Noticed a drop of in the number of people filling in your “contact us” forms on your website recently? You and half of the companies we speak to! To paraphrase Field of Dreams, web marketing is no longer a “build it and they will come” discipline. Something is happening out there, and as a savvy business, you need to be aware of it.
In days gone by (in web terms, of course, everything runs that much quicker, so we’re only talking say 3 or 4 years ago) you’d build a website, pay someone to do some search engine optimisation on it, and wait for the leads or sales to start coming in. No longer.
Time to go and find your customers
Things are changing, and changing fast. It’s time to start looking at the way you market your company online with new eyes. Because whereas before it was all about marking your territory and getting people to visit you, now you have to go and find them instead.
Your clients, potential clients and competition are all inhabiting different places on the internet to your website. They may even be talking about you there. Are you there too? If not, it is definitely starting to cost you money.
Here’s just a few ways you can spread your wings wider for little or no money. They all are disciplines in themselves, but it’s a good taster of the kind of things you ought to be doing, right now:
- Make more use of your blog. Not got a blog yet? Get one. There is stuff going on in your industry and company, and you should be commenting on it. Post to it at least once a week. Don’t blab on about your products all the time – post useful non-commercial stuff too. (Make sure it has an RSS feed too. This allows people to read it in a digest of all their favourite websites without visiting your site.)
- Start a company group on Facebook. Facebook has upwards of 200 million people using it. It is open of the most popular websites in the world. Tell your friends and family. Get them to join your group. Whenever you have anything to show, say or comment on, it should go on here too. People wear their Facebook Groups like badges online. Get your logo on it, and your clients, fans or colleagues will start attaching it to their own pages. Ask your staff to join up and do the same
- Open and use a Twitter account. Don’t know what Twitter is? Get someone who does to open your company’s account and start posting to it. Set your blog software up to auto-post to Twitter whenever you add something to the blog. Now anyone searching or subscribed to you on Twitter can see when you’ve updated your content without visiting your website
- Do the same for LinkedIn. LinkedIn is like old-school networking online. It is business-oriented, smart and popular. Join up. Take part. Join groups in your area of expertise. Answer question. Contribute
- Join and monitor any relevant online forums to your industry or area. Monitor the posts, and reply when you can help. Again, think non-commercial, and try and be of genuine use. There’s nothing to stop you mentioning who you are, where you work and what you do while you’re doing so
- Comment on other people’s blogs. It’s not enough to write your own blog. Find the popular blogs within your industry, town or niche and comment. At the very least people will start to come back to your blog and subscribe
- Send out an email newsletter to your subscribers at least once a month. You probably won’t have to write any new content on it as you’ll have four new blog posts to link to. And make sure your website´s email signup box is prominent so people leave you their details when they visit. What’s the point of someone visiting your website then going away forever?
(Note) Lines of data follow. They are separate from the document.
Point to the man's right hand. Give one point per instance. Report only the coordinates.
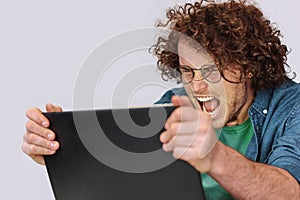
(38, 139)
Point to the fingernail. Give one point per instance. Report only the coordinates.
(53, 145)
(45, 124)
(49, 136)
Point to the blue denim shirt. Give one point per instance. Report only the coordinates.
(275, 116)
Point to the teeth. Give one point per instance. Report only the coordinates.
(205, 99)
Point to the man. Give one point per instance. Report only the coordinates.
(244, 134)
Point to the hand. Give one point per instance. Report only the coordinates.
(189, 134)
(39, 139)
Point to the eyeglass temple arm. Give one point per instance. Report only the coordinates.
(193, 100)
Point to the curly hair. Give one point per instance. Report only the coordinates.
(231, 32)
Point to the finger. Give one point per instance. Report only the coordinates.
(39, 159)
(34, 150)
(33, 139)
(179, 128)
(36, 115)
(53, 108)
(182, 114)
(35, 128)
(181, 101)
(179, 141)
(190, 155)
(184, 128)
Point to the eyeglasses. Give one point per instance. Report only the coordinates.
(208, 72)
(211, 73)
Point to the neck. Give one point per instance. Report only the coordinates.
(243, 113)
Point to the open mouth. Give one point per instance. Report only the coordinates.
(209, 104)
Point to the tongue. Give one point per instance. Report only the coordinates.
(211, 106)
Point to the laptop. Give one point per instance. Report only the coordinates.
(115, 154)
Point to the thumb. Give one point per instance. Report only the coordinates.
(181, 101)
(53, 108)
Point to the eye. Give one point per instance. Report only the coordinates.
(207, 70)
(185, 69)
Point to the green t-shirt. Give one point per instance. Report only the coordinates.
(237, 137)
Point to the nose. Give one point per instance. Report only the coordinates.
(198, 84)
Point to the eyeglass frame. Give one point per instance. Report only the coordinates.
(200, 69)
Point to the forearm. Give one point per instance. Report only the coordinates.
(245, 179)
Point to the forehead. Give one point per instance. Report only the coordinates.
(193, 54)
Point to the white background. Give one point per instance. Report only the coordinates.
(42, 46)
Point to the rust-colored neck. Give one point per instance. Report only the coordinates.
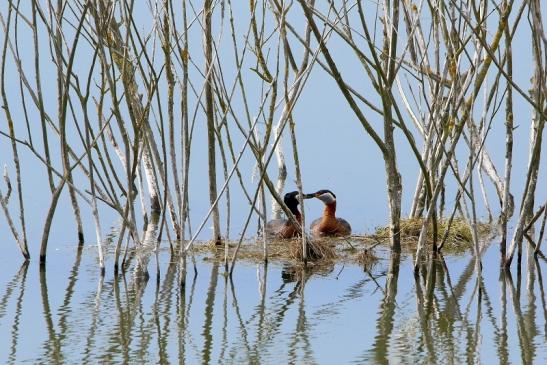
(330, 210)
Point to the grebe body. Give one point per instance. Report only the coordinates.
(284, 228)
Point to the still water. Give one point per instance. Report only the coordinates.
(276, 314)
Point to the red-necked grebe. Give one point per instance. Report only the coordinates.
(284, 228)
(329, 224)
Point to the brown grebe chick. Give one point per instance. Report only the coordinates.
(329, 224)
(284, 228)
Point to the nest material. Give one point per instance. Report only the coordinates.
(459, 234)
(316, 250)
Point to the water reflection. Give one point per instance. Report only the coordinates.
(275, 313)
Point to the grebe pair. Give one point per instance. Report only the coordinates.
(327, 225)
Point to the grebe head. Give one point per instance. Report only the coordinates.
(291, 201)
(326, 196)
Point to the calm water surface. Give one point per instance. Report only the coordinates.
(273, 314)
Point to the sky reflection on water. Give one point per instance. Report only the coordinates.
(278, 314)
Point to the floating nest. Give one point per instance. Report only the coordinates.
(459, 237)
(316, 250)
(320, 251)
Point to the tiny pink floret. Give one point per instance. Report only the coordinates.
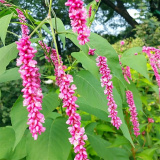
(107, 83)
(78, 16)
(154, 58)
(67, 91)
(150, 120)
(133, 112)
(91, 51)
(32, 92)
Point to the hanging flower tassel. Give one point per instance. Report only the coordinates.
(133, 112)
(154, 58)
(78, 16)
(69, 102)
(32, 92)
(107, 83)
(22, 19)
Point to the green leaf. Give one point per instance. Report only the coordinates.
(85, 106)
(7, 54)
(138, 63)
(89, 88)
(19, 119)
(6, 140)
(53, 144)
(10, 75)
(4, 23)
(20, 150)
(33, 40)
(101, 146)
(88, 62)
(147, 154)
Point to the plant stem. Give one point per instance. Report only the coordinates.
(14, 34)
(38, 27)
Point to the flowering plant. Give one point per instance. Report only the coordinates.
(85, 111)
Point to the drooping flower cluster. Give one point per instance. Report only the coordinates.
(150, 120)
(78, 16)
(154, 58)
(126, 71)
(91, 51)
(22, 19)
(2, 1)
(90, 11)
(107, 83)
(133, 112)
(32, 92)
(67, 95)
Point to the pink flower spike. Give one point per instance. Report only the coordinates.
(90, 11)
(107, 83)
(67, 91)
(91, 51)
(150, 120)
(122, 43)
(32, 92)
(154, 58)
(2, 1)
(22, 19)
(133, 112)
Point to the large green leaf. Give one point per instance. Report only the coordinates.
(103, 147)
(6, 140)
(4, 23)
(53, 144)
(7, 54)
(89, 88)
(10, 75)
(138, 63)
(19, 119)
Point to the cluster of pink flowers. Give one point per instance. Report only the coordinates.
(122, 43)
(91, 51)
(78, 16)
(32, 92)
(106, 81)
(154, 58)
(130, 100)
(133, 112)
(2, 1)
(67, 95)
(22, 19)
(150, 120)
(90, 11)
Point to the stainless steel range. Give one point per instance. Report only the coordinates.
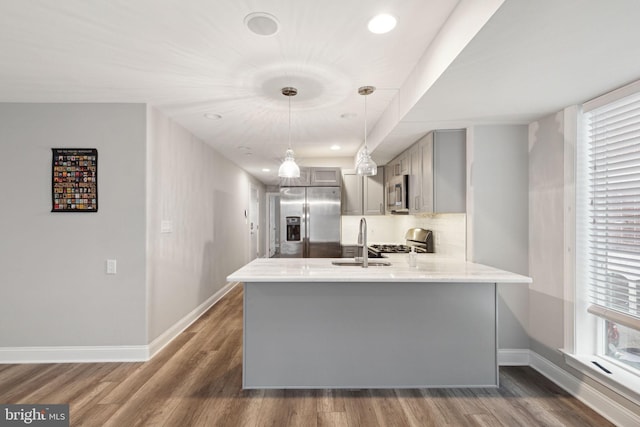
(418, 238)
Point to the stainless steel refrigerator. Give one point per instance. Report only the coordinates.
(310, 222)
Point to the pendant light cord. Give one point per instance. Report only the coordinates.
(365, 122)
(289, 96)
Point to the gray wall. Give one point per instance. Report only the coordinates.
(547, 187)
(497, 219)
(546, 234)
(54, 289)
(53, 286)
(204, 195)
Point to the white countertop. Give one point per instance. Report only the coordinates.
(430, 268)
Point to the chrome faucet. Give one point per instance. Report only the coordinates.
(362, 241)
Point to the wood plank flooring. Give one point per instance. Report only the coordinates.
(196, 381)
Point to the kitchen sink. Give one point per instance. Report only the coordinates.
(353, 263)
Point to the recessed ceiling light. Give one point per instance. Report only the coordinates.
(262, 24)
(382, 23)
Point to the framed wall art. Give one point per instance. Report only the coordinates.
(74, 180)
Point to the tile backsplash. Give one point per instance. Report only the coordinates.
(449, 230)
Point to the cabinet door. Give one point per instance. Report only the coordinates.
(325, 177)
(426, 179)
(351, 194)
(374, 193)
(415, 179)
(450, 178)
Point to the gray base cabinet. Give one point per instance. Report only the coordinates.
(369, 335)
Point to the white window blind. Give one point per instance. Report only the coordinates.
(614, 223)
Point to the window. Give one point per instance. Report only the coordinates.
(611, 237)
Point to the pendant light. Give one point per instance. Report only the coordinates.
(365, 165)
(289, 168)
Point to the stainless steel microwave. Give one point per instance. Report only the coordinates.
(398, 194)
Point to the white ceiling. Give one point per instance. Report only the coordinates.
(441, 67)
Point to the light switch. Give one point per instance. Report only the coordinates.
(111, 266)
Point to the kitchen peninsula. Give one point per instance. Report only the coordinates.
(311, 324)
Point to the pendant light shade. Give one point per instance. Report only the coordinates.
(365, 165)
(289, 168)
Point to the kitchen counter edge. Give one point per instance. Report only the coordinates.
(429, 269)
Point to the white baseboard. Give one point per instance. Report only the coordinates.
(170, 334)
(74, 354)
(94, 354)
(514, 357)
(599, 402)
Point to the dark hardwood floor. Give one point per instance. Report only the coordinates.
(196, 381)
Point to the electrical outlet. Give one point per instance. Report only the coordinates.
(111, 266)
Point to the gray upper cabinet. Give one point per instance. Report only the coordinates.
(373, 193)
(325, 177)
(351, 193)
(437, 172)
(362, 195)
(450, 171)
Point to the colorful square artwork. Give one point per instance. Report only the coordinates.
(74, 180)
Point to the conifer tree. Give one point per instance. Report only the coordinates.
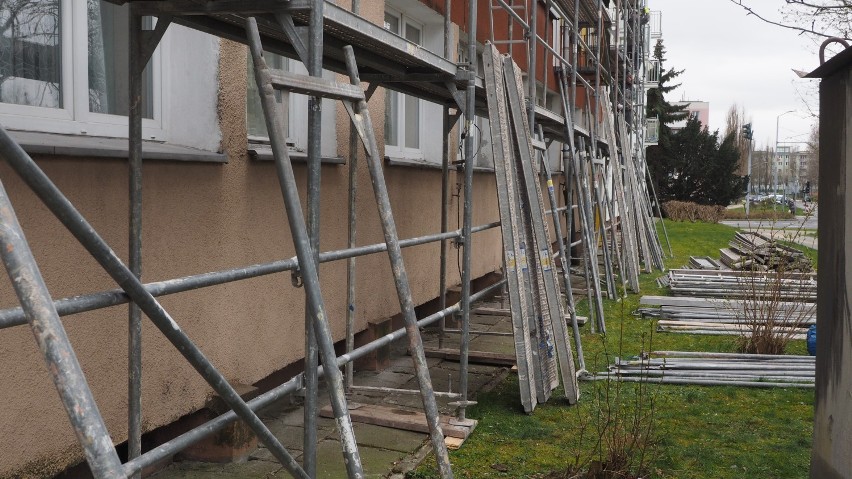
(658, 156)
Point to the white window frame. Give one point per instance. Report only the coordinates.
(400, 150)
(295, 106)
(74, 117)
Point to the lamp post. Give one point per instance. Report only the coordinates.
(777, 156)
(748, 134)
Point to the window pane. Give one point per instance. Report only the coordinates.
(255, 121)
(30, 53)
(391, 118)
(412, 122)
(109, 83)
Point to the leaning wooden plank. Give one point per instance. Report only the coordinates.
(553, 313)
(502, 152)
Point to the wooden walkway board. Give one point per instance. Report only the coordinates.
(399, 418)
(476, 357)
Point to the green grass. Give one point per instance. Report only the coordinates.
(703, 431)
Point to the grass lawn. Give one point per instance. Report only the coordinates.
(700, 431)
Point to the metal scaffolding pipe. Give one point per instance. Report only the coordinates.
(134, 335)
(61, 362)
(467, 214)
(90, 302)
(311, 407)
(415, 343)
(59, 205)
(194, 435)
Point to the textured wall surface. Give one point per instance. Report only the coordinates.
(199, 218)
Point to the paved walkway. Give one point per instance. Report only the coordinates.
(385, 452)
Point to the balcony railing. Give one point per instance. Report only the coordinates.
(652, 131)
(656, 23)
(652, 73)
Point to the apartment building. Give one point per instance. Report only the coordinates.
(211, 200)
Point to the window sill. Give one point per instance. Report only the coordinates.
(90, 146)
(261, 152)
(428, 165)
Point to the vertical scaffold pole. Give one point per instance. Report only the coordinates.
(53, 342)
(470, 117)
(532, 42)
(445, 180)
(305, 255)
(314, 67)
(403, 288)
(134, 336)
(353, 216)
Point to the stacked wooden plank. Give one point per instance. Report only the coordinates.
(542, 348)
(758, 285)
(754, 251)
(722, 369)
(704, 262)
You want to start a dialogue with all potential customers. Sell them on your email newsletter, and make sure it’s good enough to deliver
Notice the link between points 2 to 7 above? They all happen AWAY from your website. People don’t come to your site every day. But they do check their email Facebook, Twitter, RSS, favourite forum or blog etc. Be there!
There’s another common denominator too. These activities take effort, not a massive marketing spend. Twitter, LinkedIn, Facebook, email marketing, joining in forums and commenting on other people’s blogs are all free, or practically free, services and activities.
Many businesses are becoming publishers
Probably the main thing you need to do (apart from start believing this fundamental shift which is picking up pace and not going to go away) is to get someone within your organisation to start generating the copy for you. The whole strategy about will live or die on what you publish on your blog and what you say away from your website. Good companies are now publishers.
Still think you need to spend loads on a site and SEO? Well to be fair, different sectors have different need and one marketing strategy isn’t right for all, but please believe that this affects you even if you only have a small handful of predominantly business-to-business clients.
There’s one good knock on though if that web position is still your be-all and end-all: Many of the above techniques will benefit your SEO too!